A guarda de fronteira da Ucrânia informou que um avião de patrulha das divisas do país foi alvejado ao sobrevoar uma área perto da Crimeia. Ninguém ficou ferido quando homens abriram fogo contra a aeronave, que levava três tripulantes.

Em meio à guerra diplomática e à retórica bélica, um novo componente preocupa Kiev. O potente vírus Snake tem infestado os computadores da Ucrânia desde o início da crise, informou o BAE Systems — organismo especializado em ciberespionagem. A Rússia seria o país de onde partem os ataques, já que o vírus opera no fuso horário de Moscou e em seu código aparece um texto em russo.

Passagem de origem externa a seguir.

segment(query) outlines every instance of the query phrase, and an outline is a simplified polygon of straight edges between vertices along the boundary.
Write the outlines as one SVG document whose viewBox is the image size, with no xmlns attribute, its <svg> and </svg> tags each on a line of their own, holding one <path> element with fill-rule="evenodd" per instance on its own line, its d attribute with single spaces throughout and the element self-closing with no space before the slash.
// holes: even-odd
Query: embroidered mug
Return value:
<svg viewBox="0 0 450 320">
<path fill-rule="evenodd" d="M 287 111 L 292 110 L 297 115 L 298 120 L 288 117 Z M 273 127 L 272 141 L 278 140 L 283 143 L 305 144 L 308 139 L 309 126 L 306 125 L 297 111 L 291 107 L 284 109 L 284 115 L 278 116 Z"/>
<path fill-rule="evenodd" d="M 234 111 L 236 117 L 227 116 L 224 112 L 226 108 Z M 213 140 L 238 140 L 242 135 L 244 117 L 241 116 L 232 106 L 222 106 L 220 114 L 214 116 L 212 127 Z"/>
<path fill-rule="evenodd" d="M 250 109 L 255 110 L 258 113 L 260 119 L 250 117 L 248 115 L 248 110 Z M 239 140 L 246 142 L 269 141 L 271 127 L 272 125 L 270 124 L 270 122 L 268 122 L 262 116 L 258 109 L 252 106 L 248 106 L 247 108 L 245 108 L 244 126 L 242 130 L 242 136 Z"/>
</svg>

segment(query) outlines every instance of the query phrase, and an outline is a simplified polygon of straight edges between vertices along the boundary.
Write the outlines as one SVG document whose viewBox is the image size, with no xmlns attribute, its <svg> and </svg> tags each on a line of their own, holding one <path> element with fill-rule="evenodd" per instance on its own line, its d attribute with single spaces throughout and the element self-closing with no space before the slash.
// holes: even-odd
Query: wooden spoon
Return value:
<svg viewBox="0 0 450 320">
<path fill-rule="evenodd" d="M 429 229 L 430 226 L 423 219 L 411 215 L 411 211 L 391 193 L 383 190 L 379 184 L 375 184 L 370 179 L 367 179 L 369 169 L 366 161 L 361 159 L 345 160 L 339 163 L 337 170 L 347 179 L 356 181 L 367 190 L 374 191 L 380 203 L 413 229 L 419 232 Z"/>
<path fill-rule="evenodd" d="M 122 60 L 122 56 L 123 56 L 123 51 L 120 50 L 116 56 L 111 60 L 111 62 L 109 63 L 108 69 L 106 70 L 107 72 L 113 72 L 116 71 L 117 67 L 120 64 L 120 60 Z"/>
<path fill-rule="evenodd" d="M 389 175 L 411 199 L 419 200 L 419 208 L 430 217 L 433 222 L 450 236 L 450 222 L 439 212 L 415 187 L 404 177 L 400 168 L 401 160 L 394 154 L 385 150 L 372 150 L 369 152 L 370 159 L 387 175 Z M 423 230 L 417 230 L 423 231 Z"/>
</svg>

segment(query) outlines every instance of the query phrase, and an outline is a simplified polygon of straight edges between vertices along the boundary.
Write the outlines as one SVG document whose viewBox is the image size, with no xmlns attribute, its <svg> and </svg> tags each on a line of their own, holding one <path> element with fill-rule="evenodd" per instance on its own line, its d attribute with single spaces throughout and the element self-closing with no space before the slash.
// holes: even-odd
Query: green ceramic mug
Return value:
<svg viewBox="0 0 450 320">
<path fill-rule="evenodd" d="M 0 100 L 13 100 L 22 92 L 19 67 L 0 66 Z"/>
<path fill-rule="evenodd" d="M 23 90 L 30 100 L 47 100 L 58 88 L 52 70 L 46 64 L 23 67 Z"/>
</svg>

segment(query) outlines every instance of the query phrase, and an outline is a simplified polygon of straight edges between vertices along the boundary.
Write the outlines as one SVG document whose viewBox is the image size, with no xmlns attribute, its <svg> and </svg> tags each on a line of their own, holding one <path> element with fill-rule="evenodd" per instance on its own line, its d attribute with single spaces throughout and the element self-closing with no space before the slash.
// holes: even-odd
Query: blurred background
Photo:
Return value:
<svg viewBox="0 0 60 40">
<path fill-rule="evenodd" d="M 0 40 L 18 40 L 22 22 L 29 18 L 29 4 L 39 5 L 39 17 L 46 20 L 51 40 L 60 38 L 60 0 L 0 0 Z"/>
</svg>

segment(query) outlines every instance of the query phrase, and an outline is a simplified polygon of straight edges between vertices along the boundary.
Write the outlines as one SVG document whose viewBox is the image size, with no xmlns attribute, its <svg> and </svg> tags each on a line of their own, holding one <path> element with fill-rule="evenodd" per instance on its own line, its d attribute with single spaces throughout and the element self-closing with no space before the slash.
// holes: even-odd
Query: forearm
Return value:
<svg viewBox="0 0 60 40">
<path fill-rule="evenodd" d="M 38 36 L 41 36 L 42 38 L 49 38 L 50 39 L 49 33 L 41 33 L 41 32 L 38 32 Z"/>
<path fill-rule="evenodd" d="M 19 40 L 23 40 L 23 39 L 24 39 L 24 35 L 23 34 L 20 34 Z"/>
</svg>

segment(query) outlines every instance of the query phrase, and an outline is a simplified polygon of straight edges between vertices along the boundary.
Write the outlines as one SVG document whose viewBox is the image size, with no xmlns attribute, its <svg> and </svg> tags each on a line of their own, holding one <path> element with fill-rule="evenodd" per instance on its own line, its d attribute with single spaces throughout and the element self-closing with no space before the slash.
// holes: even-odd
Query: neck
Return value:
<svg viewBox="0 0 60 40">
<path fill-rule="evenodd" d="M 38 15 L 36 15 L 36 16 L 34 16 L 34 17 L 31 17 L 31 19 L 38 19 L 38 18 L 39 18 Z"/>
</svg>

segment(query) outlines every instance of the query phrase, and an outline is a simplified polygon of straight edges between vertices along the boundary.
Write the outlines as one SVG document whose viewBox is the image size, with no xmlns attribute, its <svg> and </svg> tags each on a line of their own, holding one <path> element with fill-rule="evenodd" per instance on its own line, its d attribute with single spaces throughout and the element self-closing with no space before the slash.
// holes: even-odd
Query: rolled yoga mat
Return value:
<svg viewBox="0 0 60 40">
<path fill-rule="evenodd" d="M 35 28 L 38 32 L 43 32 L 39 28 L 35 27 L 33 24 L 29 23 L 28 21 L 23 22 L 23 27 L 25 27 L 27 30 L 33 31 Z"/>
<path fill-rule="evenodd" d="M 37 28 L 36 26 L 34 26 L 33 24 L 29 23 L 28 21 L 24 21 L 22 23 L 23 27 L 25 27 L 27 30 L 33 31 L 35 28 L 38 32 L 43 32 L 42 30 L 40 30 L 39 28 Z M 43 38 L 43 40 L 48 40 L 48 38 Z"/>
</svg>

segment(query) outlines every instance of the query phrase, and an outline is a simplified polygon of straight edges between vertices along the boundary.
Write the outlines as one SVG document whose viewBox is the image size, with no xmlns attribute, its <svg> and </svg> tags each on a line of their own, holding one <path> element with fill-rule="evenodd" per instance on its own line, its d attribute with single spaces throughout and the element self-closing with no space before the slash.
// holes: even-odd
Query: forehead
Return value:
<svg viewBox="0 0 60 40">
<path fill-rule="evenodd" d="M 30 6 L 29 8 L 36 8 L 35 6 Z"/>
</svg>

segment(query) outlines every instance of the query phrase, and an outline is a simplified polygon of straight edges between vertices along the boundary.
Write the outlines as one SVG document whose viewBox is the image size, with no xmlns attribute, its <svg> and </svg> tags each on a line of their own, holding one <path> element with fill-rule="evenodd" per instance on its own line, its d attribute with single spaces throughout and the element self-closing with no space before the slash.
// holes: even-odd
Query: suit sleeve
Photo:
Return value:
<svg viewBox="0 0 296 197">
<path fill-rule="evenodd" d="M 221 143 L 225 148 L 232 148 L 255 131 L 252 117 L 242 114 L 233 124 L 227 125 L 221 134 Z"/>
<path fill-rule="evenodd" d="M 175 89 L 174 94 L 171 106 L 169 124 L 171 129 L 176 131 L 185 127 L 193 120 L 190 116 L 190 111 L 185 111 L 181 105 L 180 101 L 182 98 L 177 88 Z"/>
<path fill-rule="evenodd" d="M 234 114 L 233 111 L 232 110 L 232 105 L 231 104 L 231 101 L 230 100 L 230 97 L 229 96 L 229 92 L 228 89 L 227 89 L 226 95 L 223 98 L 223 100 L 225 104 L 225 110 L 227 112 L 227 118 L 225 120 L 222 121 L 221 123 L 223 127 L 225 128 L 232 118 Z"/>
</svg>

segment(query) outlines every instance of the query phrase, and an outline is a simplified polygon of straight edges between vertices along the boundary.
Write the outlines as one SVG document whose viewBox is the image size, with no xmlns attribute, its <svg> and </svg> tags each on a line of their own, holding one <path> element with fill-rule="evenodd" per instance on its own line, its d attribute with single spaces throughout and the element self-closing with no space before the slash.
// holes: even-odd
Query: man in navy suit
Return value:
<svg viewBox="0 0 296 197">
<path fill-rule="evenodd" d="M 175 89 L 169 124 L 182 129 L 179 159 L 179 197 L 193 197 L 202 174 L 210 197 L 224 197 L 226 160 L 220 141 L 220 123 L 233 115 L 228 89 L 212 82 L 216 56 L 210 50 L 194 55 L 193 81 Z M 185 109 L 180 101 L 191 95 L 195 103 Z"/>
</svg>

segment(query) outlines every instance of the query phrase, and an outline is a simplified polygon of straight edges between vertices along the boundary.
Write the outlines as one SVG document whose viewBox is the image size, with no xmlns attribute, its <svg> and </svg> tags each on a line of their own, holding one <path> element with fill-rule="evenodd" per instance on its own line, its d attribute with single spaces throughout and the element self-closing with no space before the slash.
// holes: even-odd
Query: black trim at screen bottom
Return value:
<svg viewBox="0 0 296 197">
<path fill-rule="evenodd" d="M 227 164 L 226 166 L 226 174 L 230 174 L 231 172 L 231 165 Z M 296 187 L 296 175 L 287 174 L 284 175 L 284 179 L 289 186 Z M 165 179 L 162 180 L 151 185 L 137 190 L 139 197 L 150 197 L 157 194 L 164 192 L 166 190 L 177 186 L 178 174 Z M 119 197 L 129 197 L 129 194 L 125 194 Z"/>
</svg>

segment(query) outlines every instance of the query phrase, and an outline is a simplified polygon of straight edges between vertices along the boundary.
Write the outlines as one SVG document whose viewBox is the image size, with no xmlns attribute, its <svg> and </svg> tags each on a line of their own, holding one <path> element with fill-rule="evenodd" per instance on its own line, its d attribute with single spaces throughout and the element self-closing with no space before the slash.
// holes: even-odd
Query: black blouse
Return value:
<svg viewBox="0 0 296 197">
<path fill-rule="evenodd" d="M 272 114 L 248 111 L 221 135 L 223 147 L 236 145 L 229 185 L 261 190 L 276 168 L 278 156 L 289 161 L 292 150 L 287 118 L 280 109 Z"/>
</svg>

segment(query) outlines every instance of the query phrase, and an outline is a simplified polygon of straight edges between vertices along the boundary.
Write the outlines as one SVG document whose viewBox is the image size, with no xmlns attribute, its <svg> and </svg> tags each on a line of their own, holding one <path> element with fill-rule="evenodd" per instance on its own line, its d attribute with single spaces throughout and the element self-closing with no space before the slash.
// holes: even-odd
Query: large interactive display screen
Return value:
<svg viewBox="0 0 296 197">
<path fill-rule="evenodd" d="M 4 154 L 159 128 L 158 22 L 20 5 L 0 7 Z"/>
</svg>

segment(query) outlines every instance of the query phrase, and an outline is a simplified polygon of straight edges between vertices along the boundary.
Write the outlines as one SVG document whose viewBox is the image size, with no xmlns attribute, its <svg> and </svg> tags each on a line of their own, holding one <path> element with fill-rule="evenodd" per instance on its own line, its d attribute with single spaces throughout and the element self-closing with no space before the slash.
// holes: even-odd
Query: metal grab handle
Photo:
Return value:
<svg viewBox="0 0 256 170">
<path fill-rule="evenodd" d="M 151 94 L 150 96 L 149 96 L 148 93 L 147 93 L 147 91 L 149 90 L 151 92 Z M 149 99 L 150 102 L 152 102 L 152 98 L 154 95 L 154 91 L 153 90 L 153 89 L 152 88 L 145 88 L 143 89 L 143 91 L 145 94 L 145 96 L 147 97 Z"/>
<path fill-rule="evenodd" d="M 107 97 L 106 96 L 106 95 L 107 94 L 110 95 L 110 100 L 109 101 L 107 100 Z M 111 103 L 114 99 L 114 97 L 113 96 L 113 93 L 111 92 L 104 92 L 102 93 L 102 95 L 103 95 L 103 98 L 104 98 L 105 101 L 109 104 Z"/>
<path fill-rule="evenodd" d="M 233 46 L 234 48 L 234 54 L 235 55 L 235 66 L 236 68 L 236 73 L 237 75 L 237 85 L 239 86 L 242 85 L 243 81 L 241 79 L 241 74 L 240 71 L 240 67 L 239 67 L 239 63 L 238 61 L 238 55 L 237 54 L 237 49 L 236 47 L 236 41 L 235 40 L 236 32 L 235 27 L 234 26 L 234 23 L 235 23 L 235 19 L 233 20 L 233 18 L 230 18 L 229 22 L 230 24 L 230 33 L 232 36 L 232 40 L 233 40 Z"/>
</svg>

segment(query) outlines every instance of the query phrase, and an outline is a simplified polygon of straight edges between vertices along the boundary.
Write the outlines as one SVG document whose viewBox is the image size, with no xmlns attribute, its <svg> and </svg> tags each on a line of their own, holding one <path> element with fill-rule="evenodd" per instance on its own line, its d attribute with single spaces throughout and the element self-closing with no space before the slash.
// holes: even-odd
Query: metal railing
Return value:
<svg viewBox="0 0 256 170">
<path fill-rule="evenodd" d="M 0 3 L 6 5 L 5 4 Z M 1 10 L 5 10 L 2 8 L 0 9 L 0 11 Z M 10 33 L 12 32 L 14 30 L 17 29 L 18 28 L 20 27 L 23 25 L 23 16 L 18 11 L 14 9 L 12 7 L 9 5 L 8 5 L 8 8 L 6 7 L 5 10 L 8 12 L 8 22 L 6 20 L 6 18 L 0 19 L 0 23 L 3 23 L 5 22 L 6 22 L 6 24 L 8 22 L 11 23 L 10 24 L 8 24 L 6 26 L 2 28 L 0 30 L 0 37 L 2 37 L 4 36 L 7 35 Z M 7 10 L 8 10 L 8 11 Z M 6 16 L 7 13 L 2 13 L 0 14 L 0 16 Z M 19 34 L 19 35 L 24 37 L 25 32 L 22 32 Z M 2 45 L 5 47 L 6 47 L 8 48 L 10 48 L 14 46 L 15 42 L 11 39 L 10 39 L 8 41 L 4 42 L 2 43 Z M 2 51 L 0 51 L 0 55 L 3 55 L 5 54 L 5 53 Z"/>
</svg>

“O Snake é uma das ameaças mais sofisticadas e persistentes que temos estudado”, explicou a BAE Systems. Dos 44 casos de infecção já detectados, 22 ocorreram na Ucrânia.

Depoimento

“Todos os soldados estão sem insígnia, mas eles admitem que são russos. Além disso, carregam as armas russas mais recentes, equipamento militar indisponível em outras partes do mundo. Alguns veículos militares têm placas da Rússia, outros não. Os soldados bloqueiam as unidades militares ucranianas. Uma tempestade ameaçadora mudou-se para a Crimeia. Não houve, no entanto, nenhuma retirada em massa de moradores. O que existe é uma tensão na sociedade. As pessoas estão preocupadas e temerosas. Hoje, em muitas cidades da Crimeia, manifestações foram realizadas em apoio aos militares ucranianos e pela unificação do país. Antes da chegada dos soldados russos, a vida na península era pacífica. Os moradores estão com medo. A sociedade se dividiu. Alguns se perguntam como será a Crimeia se anexada à Rússia, já que está 100% conectada à economia da Ucrânia.”

Três perguntas para Alexey Kuznetsov, chefe do Centro para Estudos Europeus do Instituto de Economia Mundial e de Relações Internacionais da Academia Russa de Ciências

– De acordo com o primeiro-ministro interino, Arseniy Yatsenyuk, o referendo na Crimeia não será reconhecido. O senhor acredita que existe o risco de uma guerra separatista na região?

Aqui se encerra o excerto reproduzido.